A nossa socialização não termina quando a criança chega na adolescência, nem na


juventude, nem quando atinge a idade adulta ou idosa. É um processo constante, e em cada
etapa, são novos desafios e novas descobertas. Chamamos a atenção para o fato de que não
existe dentro do currículo escolar um momento específico para ensinar as juventudes, por
exemplo, a se comportarem e a construírem quem são. Esse processo se dá em todas as etapas,
ambientes e momentos, inclusive em componentes curriculares em que esperamos poucos
debates sobre o tema. Com um olhar mais atento, vamos perceber que cada atitude nossa
dentro de sala de aula e na escola, como um todo, participa do processo de construção de
sujeitos das juventudes. Inclusive os materiais didáticos que apresentamos e os conteúdos
selecionados para se trabalhar em sala de aula.
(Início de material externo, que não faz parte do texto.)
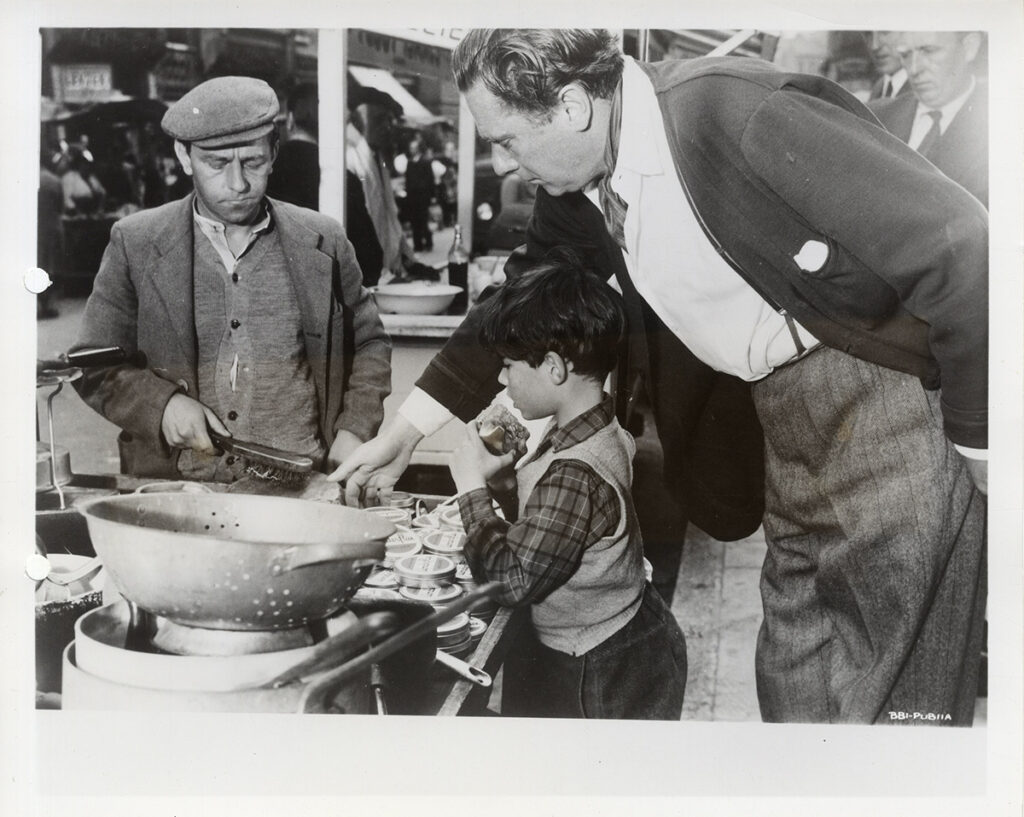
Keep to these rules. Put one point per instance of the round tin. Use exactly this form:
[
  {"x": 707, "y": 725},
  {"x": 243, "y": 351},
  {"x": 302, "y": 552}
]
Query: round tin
[
  {"x": 428, "y": 521},
  {"x": 464, "y": 575},
  {"x": 454, "y": 630},
  {"x": 424, "y": 570},
  {"x": 451, "y": 517},
  {"x": 400, "y": 499},
  {"x": 381, "y": 578},
  {"x": 477, "y": 627},
  {"x": 435, "y": 596},
  {"x": 398, "y": 516},
  {"x": 445, "y": 543}
]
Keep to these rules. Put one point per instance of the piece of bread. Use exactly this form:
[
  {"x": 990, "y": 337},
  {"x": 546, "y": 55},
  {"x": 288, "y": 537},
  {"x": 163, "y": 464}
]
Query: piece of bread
[{"x": 502, "y": 432}]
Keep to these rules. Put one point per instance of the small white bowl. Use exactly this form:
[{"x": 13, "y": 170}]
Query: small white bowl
[{"x": 416, "y": 298}]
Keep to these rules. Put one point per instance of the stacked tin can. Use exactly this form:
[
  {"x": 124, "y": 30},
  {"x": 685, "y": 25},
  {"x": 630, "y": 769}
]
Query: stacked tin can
[{"x": 424, "y": 561}]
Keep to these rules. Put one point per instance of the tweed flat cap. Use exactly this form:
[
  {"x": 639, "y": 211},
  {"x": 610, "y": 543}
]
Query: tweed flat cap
[{"x": 222, "y": 111}]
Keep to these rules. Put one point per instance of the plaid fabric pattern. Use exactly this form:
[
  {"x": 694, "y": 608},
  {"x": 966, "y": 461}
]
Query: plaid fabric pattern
[
  {"x": 570, "y": 509},
  {"x": 612, "y": 206}
]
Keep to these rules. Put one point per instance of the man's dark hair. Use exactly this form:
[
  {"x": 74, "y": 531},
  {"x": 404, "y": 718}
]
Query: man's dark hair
[
  {"x": 527, "y": 68},
  {"x": 556, "y": 305},
  {"x": 273, "y": 136}
]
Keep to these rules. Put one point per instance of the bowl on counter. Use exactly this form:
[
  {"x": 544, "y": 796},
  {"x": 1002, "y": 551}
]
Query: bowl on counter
[{"x": 415, "y": 298}]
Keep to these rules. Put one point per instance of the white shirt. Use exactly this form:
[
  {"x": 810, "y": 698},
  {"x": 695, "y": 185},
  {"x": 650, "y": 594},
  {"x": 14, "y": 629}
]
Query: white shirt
[
  {"x": 894, "y": 82},
  {"x": 923, "y": 122},
  {"x": 677, "y": 269},
  {"x": 381, "y": 206}
]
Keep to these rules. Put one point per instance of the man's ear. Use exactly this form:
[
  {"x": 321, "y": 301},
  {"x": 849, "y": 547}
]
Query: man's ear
[
  {"x": 183, "y": 157},
  {"x": 577, "y": 105},
  {"x": 557, "y": 368}
]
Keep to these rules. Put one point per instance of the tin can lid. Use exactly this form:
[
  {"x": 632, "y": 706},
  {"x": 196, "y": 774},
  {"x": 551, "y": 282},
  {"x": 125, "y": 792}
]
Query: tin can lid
[
  {"x": 381, "y": 577},
  {"x": 400, "y": 499},
  {"x": 429, "y": 521},
  {"x": 452, "y": 517},
  {"x": 402, "y": 544},
  {"x": 445, "y": 542},
  {"x": 425, "y": 566},
  {"x": 457, "y": 625},
  {"x": 476, "y": 627},
  {"x": 432, "y": 595}
]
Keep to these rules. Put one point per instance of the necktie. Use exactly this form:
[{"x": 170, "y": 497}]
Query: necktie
[
  {"x": 928, "y": 143},
  {"x": 611, "y": 204}
]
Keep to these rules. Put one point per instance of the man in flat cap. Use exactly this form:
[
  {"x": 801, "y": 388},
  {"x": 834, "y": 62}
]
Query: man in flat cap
[
  {"x": 372, "y": 213},
  {"x": 250, "y": 311}
]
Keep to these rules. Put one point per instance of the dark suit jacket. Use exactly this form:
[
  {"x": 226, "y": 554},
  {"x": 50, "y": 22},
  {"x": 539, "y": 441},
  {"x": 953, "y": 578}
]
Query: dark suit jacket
[
  {"x": 770, "y": 161},
  {"x": 962, "y": 153},
  {"x": 142, "y": 300}
]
Um debate bastante recorrente atualmente é sobre a baixa representatividade de
temas, autoras e autores, fatos históricos e outros elementos que falam sobre as pessoas negras,
sobre as mulheres, sobre pessoas indígenas, pessoas com deficiência, e diversas outras
diferenças que estão presentes na sociedade, mas que não estão presentes nos debates em sala
de aula. Nós que estamos diariamente lidando com as juventudes sabemos de suas demandas,
especificidades e sobre a importância de a escola identificar e valorizar essas diferenças. Não
reconhecer que ali existem corpos diversos, acaba por ser uma violência contra a maior parte
dos nossos estudantes.
Você sabia, por exemplo, que uma a cada quatro adolescentes no Brasil faltam às aulas
por não possuírem absorventes? Um relatório publicado pela UNESCO no Brasil mostra que
uma em cada quatro mulheres não acessa itens de higiene básica para o cuidado com sua saúde
menstrual. A falta de diálogo sobre a temática, assim como a falta de acesso a recursos acaba
tirando um direito básico das jovens estudantes de cuidado com a saúde, e as consequências
disso são diversas, inclusive o fato de faltarem às aulas por motivos de vergonha e medo da
situação.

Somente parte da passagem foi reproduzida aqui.